Abstract 192: Roles of Phosphodiesterases 2 and 3 at the T-tubules of Adult Mouse Cardiomyocytes

Abstract

PURPOSE: cAMP is a key regulator of proper heart function. Its functional effects are controlled and regulated by spatial and temporal signal segregation at the subcellular level. In cardiomyocytes, transverse (T)- tubules form a highly organized network of membrane structures which are crucial for normal cAMP signaling. Morphological changes, such as loss of T-tubules, are associated with cardiac disease. This study aimed to gain insight into localized cAMP dynamics and its regulation in the T-tubular microdomain in health and disease. Methods: Generation of a transgenic mouse expressing a targeted Förster resonance energy transfer (FRET)-based biosensor (pmE1). Confocal microscopy for co-localization of pmE1 with T-tubular structures. Histological, morphometric and ultrasound analysis for characterization of heart function. Transverse aortic constriction (TAC) surgery for hypertrophy induction. FRET-based cAMP measurements and PDE activity assay with single freshly isolated adult ventricular myocytes of healthy and diseased mice. Results: The transgene did not alter heart function per se. We performed FRET measurements in freshly isolated cardiomyocytes to compare T-tubular with cytosolic cAMP responses and their regulation by beta1- and beta2-adrenergic receptors (β-ARs) and phosphodiesterase (PDE) isoforms. As expected, T-tubular β2-AR signals were higher than cytosolic ones (>2-fold). Comparison of PDE activity profiles between the two compartments showed marked differences with regard to the β2-cAMP signal.
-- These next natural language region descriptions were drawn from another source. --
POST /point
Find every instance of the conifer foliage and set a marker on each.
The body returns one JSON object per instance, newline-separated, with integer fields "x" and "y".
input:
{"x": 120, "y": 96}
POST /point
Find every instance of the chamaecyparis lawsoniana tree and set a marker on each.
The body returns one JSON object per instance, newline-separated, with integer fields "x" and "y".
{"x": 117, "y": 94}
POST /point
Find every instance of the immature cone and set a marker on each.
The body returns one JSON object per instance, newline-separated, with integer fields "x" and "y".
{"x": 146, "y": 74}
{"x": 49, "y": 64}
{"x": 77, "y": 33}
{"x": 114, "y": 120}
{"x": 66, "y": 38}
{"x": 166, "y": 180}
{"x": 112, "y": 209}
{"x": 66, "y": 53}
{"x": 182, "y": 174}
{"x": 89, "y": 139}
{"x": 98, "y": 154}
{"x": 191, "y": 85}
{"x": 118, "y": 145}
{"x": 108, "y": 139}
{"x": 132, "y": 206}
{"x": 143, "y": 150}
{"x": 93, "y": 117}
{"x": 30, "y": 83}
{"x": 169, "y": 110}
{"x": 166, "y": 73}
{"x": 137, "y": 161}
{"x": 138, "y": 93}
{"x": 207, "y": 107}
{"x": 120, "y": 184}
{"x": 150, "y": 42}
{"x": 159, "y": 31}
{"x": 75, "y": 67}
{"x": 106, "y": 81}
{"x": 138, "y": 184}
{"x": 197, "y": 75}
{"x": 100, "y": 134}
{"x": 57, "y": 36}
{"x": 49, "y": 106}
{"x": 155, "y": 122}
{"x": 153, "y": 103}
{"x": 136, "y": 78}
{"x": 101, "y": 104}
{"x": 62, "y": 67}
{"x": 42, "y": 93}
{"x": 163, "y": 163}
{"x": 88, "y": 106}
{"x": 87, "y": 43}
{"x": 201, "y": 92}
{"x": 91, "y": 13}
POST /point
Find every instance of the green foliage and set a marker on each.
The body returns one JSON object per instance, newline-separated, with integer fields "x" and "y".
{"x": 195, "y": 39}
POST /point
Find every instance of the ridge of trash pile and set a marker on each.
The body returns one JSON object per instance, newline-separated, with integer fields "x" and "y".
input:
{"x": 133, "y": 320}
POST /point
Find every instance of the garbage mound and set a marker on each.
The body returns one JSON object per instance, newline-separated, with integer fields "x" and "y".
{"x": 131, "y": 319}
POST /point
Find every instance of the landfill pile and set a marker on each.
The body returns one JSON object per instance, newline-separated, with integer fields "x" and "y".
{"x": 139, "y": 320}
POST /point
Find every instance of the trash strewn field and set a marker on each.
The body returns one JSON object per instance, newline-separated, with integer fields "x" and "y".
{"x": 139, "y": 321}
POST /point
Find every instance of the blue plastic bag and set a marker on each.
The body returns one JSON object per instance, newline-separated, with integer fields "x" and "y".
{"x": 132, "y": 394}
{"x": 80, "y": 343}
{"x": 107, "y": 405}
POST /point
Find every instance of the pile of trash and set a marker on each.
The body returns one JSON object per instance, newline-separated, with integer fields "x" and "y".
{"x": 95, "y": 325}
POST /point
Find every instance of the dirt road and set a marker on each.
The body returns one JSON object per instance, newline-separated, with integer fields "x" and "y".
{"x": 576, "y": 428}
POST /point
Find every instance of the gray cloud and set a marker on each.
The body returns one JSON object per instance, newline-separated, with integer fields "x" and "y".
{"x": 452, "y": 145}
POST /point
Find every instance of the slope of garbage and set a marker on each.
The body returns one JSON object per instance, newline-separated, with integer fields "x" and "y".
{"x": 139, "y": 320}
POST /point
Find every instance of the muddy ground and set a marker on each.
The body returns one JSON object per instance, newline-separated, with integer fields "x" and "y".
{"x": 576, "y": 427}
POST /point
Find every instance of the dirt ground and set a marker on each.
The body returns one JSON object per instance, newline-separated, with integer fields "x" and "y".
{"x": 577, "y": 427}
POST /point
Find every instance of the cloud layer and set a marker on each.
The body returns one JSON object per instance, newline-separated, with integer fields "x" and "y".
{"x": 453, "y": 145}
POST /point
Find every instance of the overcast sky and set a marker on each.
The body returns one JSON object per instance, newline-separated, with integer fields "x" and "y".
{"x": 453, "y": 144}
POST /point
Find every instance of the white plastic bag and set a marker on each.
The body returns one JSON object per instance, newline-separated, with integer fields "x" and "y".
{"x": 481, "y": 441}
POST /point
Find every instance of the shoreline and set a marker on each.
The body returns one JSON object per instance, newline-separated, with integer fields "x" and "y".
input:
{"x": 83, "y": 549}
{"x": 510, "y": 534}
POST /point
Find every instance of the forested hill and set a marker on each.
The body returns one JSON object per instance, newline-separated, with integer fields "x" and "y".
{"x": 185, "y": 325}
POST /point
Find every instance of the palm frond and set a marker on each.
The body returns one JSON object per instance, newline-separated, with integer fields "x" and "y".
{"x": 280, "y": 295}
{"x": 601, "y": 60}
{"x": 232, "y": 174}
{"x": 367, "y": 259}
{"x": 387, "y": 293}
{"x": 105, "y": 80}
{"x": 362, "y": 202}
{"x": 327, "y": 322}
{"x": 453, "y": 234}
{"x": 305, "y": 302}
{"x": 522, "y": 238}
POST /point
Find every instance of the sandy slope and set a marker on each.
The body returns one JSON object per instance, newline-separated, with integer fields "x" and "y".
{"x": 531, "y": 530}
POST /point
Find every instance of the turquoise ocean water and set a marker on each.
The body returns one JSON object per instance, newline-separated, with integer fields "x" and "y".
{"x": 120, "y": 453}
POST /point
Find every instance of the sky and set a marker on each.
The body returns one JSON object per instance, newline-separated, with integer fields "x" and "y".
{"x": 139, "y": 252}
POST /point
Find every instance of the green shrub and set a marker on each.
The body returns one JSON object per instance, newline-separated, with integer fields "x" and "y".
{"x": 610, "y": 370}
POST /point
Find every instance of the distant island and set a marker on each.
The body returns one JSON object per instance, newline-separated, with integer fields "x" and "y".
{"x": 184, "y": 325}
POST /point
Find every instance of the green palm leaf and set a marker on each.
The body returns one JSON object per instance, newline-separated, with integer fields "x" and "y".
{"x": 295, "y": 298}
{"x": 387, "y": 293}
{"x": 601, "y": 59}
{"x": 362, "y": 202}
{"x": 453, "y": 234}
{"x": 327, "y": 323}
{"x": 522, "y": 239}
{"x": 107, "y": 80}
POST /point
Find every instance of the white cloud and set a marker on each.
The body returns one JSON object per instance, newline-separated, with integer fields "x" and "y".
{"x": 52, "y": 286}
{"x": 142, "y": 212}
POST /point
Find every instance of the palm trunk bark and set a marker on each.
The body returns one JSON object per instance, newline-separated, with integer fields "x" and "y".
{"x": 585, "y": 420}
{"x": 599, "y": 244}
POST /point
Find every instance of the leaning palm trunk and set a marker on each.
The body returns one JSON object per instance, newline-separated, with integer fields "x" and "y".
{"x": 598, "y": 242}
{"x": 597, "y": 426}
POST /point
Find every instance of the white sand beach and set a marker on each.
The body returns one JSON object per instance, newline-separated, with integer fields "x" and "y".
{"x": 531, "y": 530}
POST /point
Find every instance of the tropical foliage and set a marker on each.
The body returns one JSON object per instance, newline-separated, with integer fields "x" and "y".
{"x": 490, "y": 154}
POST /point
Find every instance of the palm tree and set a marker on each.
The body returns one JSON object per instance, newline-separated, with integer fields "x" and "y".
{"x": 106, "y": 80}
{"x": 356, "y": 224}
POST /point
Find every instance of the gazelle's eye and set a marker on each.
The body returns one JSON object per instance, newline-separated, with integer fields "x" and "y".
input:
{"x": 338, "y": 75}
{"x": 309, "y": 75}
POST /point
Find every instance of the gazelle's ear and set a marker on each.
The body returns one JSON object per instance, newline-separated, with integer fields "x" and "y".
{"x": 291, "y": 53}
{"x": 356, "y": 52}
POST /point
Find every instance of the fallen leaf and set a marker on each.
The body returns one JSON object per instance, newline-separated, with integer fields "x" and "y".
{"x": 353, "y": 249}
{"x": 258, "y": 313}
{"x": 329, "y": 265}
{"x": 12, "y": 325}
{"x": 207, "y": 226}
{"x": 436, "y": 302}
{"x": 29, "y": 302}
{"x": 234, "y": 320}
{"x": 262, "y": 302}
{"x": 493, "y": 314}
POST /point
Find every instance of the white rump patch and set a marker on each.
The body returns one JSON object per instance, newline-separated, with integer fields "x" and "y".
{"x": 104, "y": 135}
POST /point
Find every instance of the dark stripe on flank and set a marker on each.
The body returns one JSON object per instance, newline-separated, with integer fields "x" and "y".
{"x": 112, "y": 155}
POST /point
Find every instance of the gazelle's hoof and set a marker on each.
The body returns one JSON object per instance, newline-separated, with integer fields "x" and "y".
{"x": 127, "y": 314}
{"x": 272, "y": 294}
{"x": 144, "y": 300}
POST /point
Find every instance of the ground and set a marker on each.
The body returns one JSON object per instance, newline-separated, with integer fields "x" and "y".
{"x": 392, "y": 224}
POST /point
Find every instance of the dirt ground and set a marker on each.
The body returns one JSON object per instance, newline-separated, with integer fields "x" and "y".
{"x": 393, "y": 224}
In particular, T-tubular β2-cAMP is mainly controlled by PDE3. Strikingly, in hypertrophied myocytes (8 weeks post-TAC) we could detect a switch from PDE3 to PDE2-dependent regulation of these cAMP signals. Conclusions: We could establish transgenic mice expressing a FRET-biosensor to measure local cAMP levels in the T-tubular compartment and uncover its differential regulation by β1- and β2-ARs and several PDE families, especially by PDE3. The switch from PDE3 to PDE2 regulation of β2-cAMP in diseased cardiomyocytes could represent a novel mechanism of local cAMP signaling and cGMP/cAMP cross-talk in cardiomyocytes.